A couple weeks ago we were besieged by a toddler. My husband’s niece, to be exact. We had his sister over for lunch one Sunday afternoon, which meant the SO and the munchkin were part of the package. Family obligations being what they are, you know. It was exhausting.
To be fair, the little one was cute as she could be, and her parents were very diligent about keeping her under control in our not-at-all-safe-for-children house. But me and the cat are cranky old farts used to our routine, and watching this tiny blonde super ball bounce around, zero to screaming to giggling in 1.3 seconds, all the while demonstrating her variable speed overdrive on short, wobbly legs that shouldn’t be able to move that fast, left us both feeling like the morning after a New Year’s Eve night before. And no confetti in sight.
I do not envy you, parents.
Somewhere there is a font of special elixir just for mothers and fathers to drink from, so they may survive their little darlings. Obviously I was never given directions. It was pretty clear from the beginning that I wasn’t going to have my own children, so that part of the programming was left out. No regrets, mind you. The beauty of being that crazy aunt the rest of the family warns everyone about is getting to do all the fun stuff, and then handing the little buggers back when you’re done twisting their little minds.
Yes, there really are monsters under your bed.
I saw them myself and beat them back with my cane.
I wouldn’t look under there if I were you…
That, and a treat of dark chocolate covered espresso beans given ten minutes before the parents rescue them from my dastardly clutches. Enjoy the drive home, Sis.
So as I’m lying in bed later that evening with a pounding headache and feeling like road kill, I had an epiphany: spending an afternoon with a toddler is a lot like writing a novel. Your best laid plans are usually derailed right at the beginning, the emotional outbursts range from volcanic to glacial and change so fast it’s like riding a roller coaster, cooperation is fleeting, and resistance is futile. By the end of it all, you’re a wreck and your creation is flying off on its own without a backward glance.

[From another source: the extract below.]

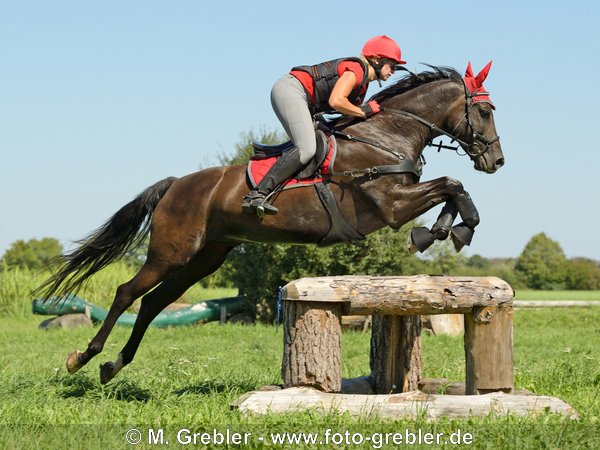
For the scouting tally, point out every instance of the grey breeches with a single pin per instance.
(290, 104)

You can only hope that it does well enough to allow you a room IN the old folk’s home, instead of under the bridge next door.
Of course, the scientist within had to test the hypothesis. I sat down at the keyboard the next day and began my observations:
“Okay, guys. We gotta get on this next scene.”
*crickets*
“No, really. The goal is 500 words a day. That shouldn’t be so hard.”
*frog croaks*
“Stop kidding around. How are we handling this transition?”
*fart*giggle*snort*
*face*palm*
“This sounds like a good place for exposition explaining the transcendental nature of human relationships.”
“Finally. That’ll work with you lead characters.”
“We want a pony.”
“There are no ponies in this thing.”
“We want a pony!”
“How ‘bout a space ship?”
“WE WANT A PONY!!!”
“Okay, okay, I’ll see if I can figure out how to get a pony in this thing.”
“A chocolate pony.”
“Oh for fuck’s sake…”
*giggle*snort*
“If I promise to figure out the pony thing, can we actually move on to the fight scene?”
“What pony?”
*head*desk*
“He sat at the main table, uncomfortable to be included in the celebratory meal under full swing around him. With the exception of Dave, who had been moved to his own quarters that afternoon after his stay in Sickbay, the entirety of the crew enjoyed the repast set before them. Chef flitted back and forth between table and galley, occasionally alighting in the chair to one side of him. On the other side was their guest, herself just the slightest bit uneasy about her place of honor. He sensed that she didn’t understand why the humans felt so grateful to her. She had just done her job, a logical task in an otherwise illogical situation. At least she still had a sense of purpose.”
“Hey, I like that. Nice work.”
“There’s plenty more where that came from.”
“Cool. Sock it to me.”
“Nah. I’m gonna take a nap.”
And that’s why writing a novel is like having a toddler. Frustrating, joyous, mind-numbing, energizing and all the other little twists and turns of life that eventually lead us to a successful completion. But, hopefully, it won’t take me eighteen years to see my baby off into the world. I’ll let you know how we’re doing after our nap.